Her efforts don’t move me an inch. “That’s not going to happen.”
“No?” She laughs, the sound unhinged. “Isn’t that why you put a million bucks on my head?”
“Who told you?”
“The last man who thought he was going to claim that million.”
“Curtis Laing?”
“Wow, Dante. You’re something else if you think he took the time to introduce himself before he chased me down the street.”
“Big guy with eyebrow piercings and a star tattoo here?” I point at my left cheekbone. “He told me he saw you in Chicago, but he had no proof. I checked it out. There was no sign of you.”
“Yeah, well, I’ve learned to run fast and to think on my feet.”
I’m curious. “How did you get away from him?”

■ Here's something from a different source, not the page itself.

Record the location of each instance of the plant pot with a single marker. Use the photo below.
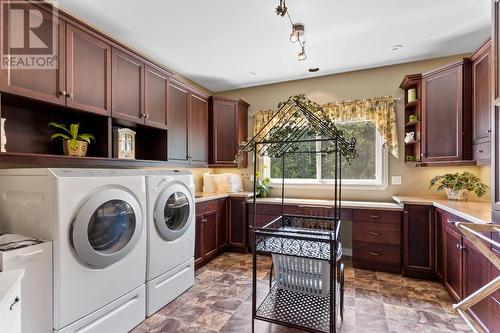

Few people do. I can count the number of targets who evaded him on one hand. That’s why I thought he had to have been mistaken about spotting her. I never thought Tatiana would’ve been capable of outrunning Laing. The man has a reputation, and he’s a professional.
“At the first red traffic light, I jumped into the car of some guy in a suit.” She shrugs. “Told him my abusive boyfriend was chasing me. He dropped Noah and me off at a motel.”
“Noah was with you?” I stab a hand into my hair. “Jesus.”
“So thanks for ruining my life and then offering it up for a million.”
“It was a reward for information that would lead to finding you, not a price on your life.”
“With the kind of men who came after us, you could’ve fooled me.”